Shafeeg made the allegations in his book, “A Day in the Life of Ahmed Shafeeg”, and had failed to be present to the court due to poor health.

Judge Adheeb today said that after Shafeeg had failed to attend the hearings, the civil court staff had to ‘stick’ the summoning order at the front door of his residence. The judge added that when the summoning order was sent to Shafeeg, his son had said that he had been unable to attend to the court due to his old age and poor health.

The judge also said that he had asked Shafeeg to appoint someone to represent him at the court, but Shafeeg responded saying that he would attend to the court after he had recovered from his illness.

During today’s hearings, the judge handed over some medical documents highlighting Shafeeg’s medical conditions to Gayoom’s lawyer, Mohamed ‘Wadde’ Waheed Ibrahim.

Gayoom’s lawyer then requested the judge send the police to summon Shafeeg to court.

A similar request was made by Gayoom’s lawyer during president Nasheed’s presidency, which the judge acknowledged but today replied “We all know how things were at that time.”

Adjourning today’s hearings, Judge Adheeb stated that he would once again order police to summon Shafeeg to the court.

Earlier during President Nasheed’s presidency, he promised that the Maldives Police Service would investigate claims made by local historian Ahmed Shafeeg in his book, that 111 Maldivian citizens were held in custody and tortured by the former administration.

The claims led Gayoom to declare that he would file a court case against Shafeeg for politically-motivated slander.

The former president’s lawyer, Mohamed Waheed Ibrahim, at the time was cited in newspaper Miadhu as saying that lawsuits would be filed “against anyone who writes anything untrue and unfounded against Gayoom”, and noted that all such cases so far had been won.

During a ceremony at the Nasandhura Palace Hotel to launch Shafeeg’s book, titled “A Day in the Life of Ahmed Shafeeg”, Nasheed observed that the former President was not solely to blame for human rights violations.

“The [human rights] violations were not committed by Gayoom alone. A whole system committed them. The whole culture of the Maldives committed them,” Nasheed said at the time.

Shafeeg, now 82, was held in solitary confinement for 83 days in 1995 together with three other writers, including Hassan Ahmed Maniku, Ali Moosa Didi and Mohamed Latheef.

Shafeeg contends that 50 of his diaries containing evidence relating to the deaths of the 111 Maldivians were confiscated during a raid by 15 armed men. He was ultimately released by Gayoom with without charge, and was told by the investigating officer to write a letter of appreciation to the then-President for the pardon.

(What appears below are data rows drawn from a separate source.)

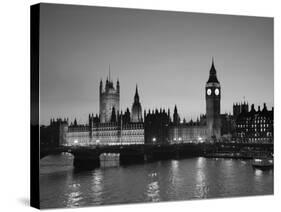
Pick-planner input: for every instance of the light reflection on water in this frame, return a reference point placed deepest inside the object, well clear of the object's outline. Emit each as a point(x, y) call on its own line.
point(62, 186)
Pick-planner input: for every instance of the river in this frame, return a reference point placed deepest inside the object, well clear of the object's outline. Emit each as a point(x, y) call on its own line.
point(170, 180)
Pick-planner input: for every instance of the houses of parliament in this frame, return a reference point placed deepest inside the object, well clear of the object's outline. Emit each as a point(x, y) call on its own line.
point(113, 126)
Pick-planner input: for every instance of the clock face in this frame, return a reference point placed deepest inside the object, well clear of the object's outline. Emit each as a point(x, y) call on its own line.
point(217, 91)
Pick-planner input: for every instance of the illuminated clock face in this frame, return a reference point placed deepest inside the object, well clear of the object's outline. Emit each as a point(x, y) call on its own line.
point(217, 91)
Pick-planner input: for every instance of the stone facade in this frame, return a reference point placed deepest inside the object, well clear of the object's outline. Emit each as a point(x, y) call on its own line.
point(109, 99)
point(136, 109)
point(255, 126)
point(213, 97)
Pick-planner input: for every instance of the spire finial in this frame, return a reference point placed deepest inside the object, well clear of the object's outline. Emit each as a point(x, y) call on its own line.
point(109, 72)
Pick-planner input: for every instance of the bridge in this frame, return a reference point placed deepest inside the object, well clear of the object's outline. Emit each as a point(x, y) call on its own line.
point(89, 156)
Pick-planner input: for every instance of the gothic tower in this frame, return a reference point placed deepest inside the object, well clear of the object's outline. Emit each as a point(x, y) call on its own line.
point(109, 99)
point(136, 108)
point(213, 98)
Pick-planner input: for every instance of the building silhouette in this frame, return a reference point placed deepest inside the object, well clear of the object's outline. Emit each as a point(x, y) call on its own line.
point(136, 115)
point(112, 126)
point(255, 126)
point(109, 99)
point(213, 98)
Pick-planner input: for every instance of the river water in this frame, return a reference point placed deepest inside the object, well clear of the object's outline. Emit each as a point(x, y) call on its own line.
point(194, 178)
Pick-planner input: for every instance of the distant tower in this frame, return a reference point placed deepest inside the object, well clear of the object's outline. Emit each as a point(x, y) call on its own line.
point(109, 99)
point(136, 108)
point(176, 118)
point(213, 98)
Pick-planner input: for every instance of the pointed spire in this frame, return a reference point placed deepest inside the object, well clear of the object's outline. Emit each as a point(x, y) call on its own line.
point(213, 73)
point(109, 73)
point(136, 98)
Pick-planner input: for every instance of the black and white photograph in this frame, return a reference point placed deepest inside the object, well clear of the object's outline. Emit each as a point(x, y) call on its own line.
point(141, 106)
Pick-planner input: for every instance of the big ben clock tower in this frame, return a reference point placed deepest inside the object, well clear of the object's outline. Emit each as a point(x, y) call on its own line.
point(213, 98)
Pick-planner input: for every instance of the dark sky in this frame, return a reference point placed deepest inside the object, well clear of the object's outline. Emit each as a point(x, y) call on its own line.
point(168, 54)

Last September, Civil Court Judge ordered that the passport of 82 year-old historian Ahmed Shafeeg be held.

The judge said the court would seize Shafeeg’s passport after Gayoom’s lawyer at the time alleged that he had information that Shafeeg was about to leave the country.

A medical certificate was produced to the court at the time by Shafeeg, which Gayoom’s lawyer said was against procedure and that Shafeeg would have to fill in a form stating that he could not appear at court due to his medical condition.

Gayoom’s lawyer told the judge that Shafeeg was intentionally dismissing the summons, “while he has been attending other functions.”

Given the current state of the Maldives judiciary, sensitivity of the issue and extreme political polarisation of the country, it is likely that any verdict with even a remote chance of being accepted by both sides would need to come from an international court. Shafeeg’s family had indicated that they are prepared for this course of action should legal proceedings falter in the Maldives.